Currently have a Audi TTS Mk3 (pre GPF), however finding it very quiet. Was wondering if anyone on the forum may have deleted all 3 resonators, or resonators 2 and 3 (in the attached picture), and would be able to provide any insight. Seems common to remove no3, the furthest back, however looking for a greater increase in volume. Just worried with regards to drone, as mine is a manual, and so regularly cruises at 2250-2750rpm.

Any adivce is much appreciated! Thanks


----------



## kevin#34 (Jan 8, 2019)

not removed the resonator you are talking about, but can tell you that with a Milltek downpipe with hi-flow kat, valves blocked always open trough VCDS and OEM cat-back, I am already at the limit of (my) noise tolerance level


----------



## danielvolt (Jul 11, 2020)

Number 1 is a secondary cat, 2 and 3 are resonators. I'm on catless DP rn and sometimes its too loud for my liking so image getting the resonators deleted. I guess try it out?


----------



## kevin#34 (Jan 8, 2019)

I think there is no secondary cat, in my opinion 1 and 3 are resonators, 2 is a silencer


----------



## murraylp2 (Jul 20, 2021)

Yea I've seen a fair amount of uncertainty regarding whether there is a secondary cat, and which box on the mid pipe is which. Unfortunately, also not sure.

I was told "The fact that VW have added in an extra two would suggest that there are resonance issues with that bodyshell variant so I'm not sure how much it will drone. If it was a Golf-R then you wouldn't have much of an issue but the TTS shell will most likely have a different resonance frequency so can't really be compared".

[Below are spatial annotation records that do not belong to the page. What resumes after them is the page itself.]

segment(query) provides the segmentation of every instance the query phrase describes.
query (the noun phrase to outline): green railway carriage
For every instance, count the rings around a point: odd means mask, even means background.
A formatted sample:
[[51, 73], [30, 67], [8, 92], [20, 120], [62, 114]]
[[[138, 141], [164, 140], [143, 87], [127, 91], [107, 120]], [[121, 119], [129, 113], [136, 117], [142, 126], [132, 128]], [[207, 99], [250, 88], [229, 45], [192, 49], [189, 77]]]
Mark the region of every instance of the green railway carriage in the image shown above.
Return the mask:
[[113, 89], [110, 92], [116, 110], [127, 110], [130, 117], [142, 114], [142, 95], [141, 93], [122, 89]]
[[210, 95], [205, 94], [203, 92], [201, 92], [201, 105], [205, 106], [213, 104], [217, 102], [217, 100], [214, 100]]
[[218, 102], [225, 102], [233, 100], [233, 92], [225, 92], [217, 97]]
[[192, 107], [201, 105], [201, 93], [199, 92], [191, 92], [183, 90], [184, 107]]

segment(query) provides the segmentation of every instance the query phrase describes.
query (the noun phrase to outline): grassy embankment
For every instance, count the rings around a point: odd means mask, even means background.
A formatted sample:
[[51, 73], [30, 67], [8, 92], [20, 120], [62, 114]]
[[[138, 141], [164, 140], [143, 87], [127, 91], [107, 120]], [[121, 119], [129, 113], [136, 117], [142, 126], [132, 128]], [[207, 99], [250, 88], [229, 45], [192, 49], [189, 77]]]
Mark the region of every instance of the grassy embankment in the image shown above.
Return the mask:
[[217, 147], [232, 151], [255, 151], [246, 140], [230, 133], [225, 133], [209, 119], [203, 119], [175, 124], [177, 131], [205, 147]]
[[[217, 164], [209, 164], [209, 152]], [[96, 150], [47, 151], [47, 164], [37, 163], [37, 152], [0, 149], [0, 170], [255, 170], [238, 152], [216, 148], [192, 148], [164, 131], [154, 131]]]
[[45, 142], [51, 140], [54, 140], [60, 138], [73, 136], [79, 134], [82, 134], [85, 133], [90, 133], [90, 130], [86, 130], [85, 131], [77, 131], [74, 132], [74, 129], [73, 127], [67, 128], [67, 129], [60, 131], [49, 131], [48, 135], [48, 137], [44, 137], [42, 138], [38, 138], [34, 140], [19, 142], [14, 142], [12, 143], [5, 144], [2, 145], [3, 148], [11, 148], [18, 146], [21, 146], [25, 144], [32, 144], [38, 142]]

Seems like a very fair comment however guess you don't know until you give it a go! Hoping to get it done in the next few days, if so, I will update the post so anyone in the future considering it has a better idea!


----------



## murraylp2 (Jul 20, 2021)

Have now had the 2nd and 3rd resonator / box in the midpipe removed. Am pleasantly surprised to report there is no drone. The increase in exhaust volume is definitely noticeable but nothing too drastic. Quieter than a muffler delete or non-resonated cat-back on my previous cars, but enough to have a far more pronounced sound above 4k rpm in 1st-3rd gear (beyond that wind/road noise takes over)


----------



## 6andy69 (Jun 7, 2010)

Did you go for the 034 motorsport part to delete the resonator?


----------